Récemment, étapes: a pu rencontrer différents artistes pour échanger avec eux sur leur rapport à l’image (Breakbot, Nicolas Godin, Major Lazer). L’opportunité de discuter avec Cerrone fut l’occasion d’aborder une autre facette de sa personnalité, de découvrir la confiance qu’il a toujours accordé aux artistes et comment depuis quelques années, il s’est lui-même lancé dans la peinture.
http://www.cerrone.net
http://because.tv
On te connaît pour ta carrière musicale, mais quel est ton rapport à l’image ?
Cerrone : L’image a toujours été très importante pour moi, c’est pour ça que dès le début, j’ai toujours fait attention aux illustrations de mes pochettes de disque. Je viens d’une période seventies où les pochettes n’avaient parfois pas de rapport à première vue avec le contenu musical, mais elles étaient très fortes.
Dans mes spectacles aussi, tout ce qui est visuel a une énorme importance. Faire attention à l’image fait partie du pack complet de l’expression d’un artiste, je trouve.
Je crois que tu fais de la peinture aussi ?

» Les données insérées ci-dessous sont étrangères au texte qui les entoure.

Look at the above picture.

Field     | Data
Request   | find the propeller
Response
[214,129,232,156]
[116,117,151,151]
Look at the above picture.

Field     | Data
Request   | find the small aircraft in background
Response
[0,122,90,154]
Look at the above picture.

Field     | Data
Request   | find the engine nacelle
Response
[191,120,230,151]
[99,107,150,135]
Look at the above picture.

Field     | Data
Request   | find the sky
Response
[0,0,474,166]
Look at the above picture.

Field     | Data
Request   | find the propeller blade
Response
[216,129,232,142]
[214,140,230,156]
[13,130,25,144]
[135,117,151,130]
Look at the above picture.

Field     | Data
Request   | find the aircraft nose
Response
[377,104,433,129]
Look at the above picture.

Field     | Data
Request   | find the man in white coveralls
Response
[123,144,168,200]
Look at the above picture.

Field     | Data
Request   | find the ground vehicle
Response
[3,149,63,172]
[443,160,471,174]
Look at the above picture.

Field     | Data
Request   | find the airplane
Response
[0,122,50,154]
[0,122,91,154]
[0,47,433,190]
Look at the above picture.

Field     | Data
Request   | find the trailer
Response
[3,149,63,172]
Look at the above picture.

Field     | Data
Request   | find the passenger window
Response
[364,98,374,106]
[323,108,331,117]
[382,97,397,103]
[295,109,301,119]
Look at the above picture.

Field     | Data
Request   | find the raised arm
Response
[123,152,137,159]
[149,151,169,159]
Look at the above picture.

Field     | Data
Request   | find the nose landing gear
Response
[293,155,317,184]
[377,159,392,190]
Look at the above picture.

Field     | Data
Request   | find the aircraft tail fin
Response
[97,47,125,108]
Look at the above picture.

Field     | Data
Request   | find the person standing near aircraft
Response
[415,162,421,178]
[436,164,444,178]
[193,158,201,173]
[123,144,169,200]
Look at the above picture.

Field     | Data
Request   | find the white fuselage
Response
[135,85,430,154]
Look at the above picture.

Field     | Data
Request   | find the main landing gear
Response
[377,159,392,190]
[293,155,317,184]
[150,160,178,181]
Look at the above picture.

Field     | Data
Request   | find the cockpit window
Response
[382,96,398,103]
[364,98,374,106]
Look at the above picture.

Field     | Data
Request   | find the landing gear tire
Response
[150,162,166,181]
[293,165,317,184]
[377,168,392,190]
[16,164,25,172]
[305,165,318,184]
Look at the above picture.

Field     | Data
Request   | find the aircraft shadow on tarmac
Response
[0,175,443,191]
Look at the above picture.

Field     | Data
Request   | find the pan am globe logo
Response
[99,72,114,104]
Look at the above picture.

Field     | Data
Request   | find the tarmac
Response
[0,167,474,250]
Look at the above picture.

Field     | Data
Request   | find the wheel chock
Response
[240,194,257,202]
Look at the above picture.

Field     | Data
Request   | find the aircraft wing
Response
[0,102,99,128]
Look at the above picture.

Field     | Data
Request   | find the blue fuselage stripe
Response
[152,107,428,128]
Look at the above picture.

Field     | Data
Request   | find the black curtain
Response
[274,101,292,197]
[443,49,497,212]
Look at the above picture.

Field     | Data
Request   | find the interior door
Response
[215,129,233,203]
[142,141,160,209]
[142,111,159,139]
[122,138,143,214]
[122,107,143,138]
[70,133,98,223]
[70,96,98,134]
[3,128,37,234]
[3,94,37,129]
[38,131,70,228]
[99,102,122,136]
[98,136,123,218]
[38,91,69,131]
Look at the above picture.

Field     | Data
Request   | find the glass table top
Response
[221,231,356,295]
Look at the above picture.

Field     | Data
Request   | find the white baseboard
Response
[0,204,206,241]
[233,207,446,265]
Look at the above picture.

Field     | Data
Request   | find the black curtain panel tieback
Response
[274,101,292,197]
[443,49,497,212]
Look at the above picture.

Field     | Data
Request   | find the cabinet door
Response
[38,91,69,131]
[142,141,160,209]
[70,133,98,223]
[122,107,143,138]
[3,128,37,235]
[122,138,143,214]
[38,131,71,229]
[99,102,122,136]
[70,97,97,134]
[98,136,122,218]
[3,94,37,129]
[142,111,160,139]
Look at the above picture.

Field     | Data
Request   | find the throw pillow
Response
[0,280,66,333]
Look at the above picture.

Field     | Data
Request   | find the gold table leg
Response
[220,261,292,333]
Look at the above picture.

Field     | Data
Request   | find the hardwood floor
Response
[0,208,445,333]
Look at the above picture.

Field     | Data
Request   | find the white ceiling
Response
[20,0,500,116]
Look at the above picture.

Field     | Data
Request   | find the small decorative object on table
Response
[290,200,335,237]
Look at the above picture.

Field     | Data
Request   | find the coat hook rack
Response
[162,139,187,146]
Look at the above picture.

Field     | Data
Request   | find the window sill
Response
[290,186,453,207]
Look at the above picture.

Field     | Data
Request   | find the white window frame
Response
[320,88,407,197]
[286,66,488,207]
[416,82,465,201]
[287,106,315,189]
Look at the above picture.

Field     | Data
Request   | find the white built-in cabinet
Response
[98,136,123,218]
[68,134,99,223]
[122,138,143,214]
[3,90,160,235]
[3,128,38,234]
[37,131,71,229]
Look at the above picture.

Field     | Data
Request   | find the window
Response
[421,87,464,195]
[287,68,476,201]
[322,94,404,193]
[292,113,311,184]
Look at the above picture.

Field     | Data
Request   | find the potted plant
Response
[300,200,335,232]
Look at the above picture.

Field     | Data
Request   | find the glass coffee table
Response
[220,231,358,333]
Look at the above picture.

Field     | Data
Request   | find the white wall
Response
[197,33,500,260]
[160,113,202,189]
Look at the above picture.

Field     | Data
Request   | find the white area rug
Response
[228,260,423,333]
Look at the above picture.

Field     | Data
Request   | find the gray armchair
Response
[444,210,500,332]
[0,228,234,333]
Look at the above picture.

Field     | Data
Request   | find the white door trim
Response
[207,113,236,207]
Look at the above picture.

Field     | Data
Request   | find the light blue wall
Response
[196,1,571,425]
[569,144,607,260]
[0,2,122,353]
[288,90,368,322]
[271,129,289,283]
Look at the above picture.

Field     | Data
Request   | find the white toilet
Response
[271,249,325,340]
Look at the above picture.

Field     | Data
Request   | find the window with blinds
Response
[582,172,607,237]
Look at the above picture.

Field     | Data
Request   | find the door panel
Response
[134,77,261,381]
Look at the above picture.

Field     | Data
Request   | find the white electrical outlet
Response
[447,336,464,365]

En ce qui concerne la peinture, c’est plus récent. Un jour, il y a une dizaine d’années, une association est venue me voir pour me proposer de faire une toile. Il y avait 50 artistes conviés à cet exercice, dédié à une cause humanitaire. J’ai accepté et attaqué ma première toile, puis ensuite une deuxième et comme les personnes qui me voyaient faire m’ont fait des bons retours, j’ai dit que j’avais raté les deux toiles, pour qu’on me renvoie deux toiles vierges. J’ai commencé à en faire 4, 5…
Un jour, mon ami Cornette de Saint-Cyr (commissaire priseur et directeur de musée français), qui passait dans ma prod me dit “c’est pas vrai, ne me dis pas que c’est toi qui peint ça”. Comme il ne me croyait pas, il m’a demandé de prendre un après-midi pour peindre une toile devant lui. Je ne me suis pas vexé et je l’ai faite. Il m’a ensuite parrainé. C’est comme ça que je me suis mis à la peinture.
Ensuite j’ai eu la chance d’être exposé dans la célèbre galerie Markowicz à Miami pendant le Art Basel 2015 et j’ai même aujourd’hui une clientèle internationale. C’est incroyable, c’est un truc parallèle, on en parle très peu.
C’est complètement dissocié de ton activité musicale ?
Oui et ça me plait beaucoup de passer de la musique à la peinture. Quand je fais une toile, j’ai l’impression de faire un concert. À la fin je suis en nage, la sensation n’est pas du tout comme celle de composer une chanson en studio, mais très proche du live, je trouve.
“Je trouve que les pochettes contemporaines sont beaucoup plus techniques que créatives.”
Quel est ton regard sur l’expression artistique des pochettes de disque ? As-tu senti des évolutions au cours de ta carrière ?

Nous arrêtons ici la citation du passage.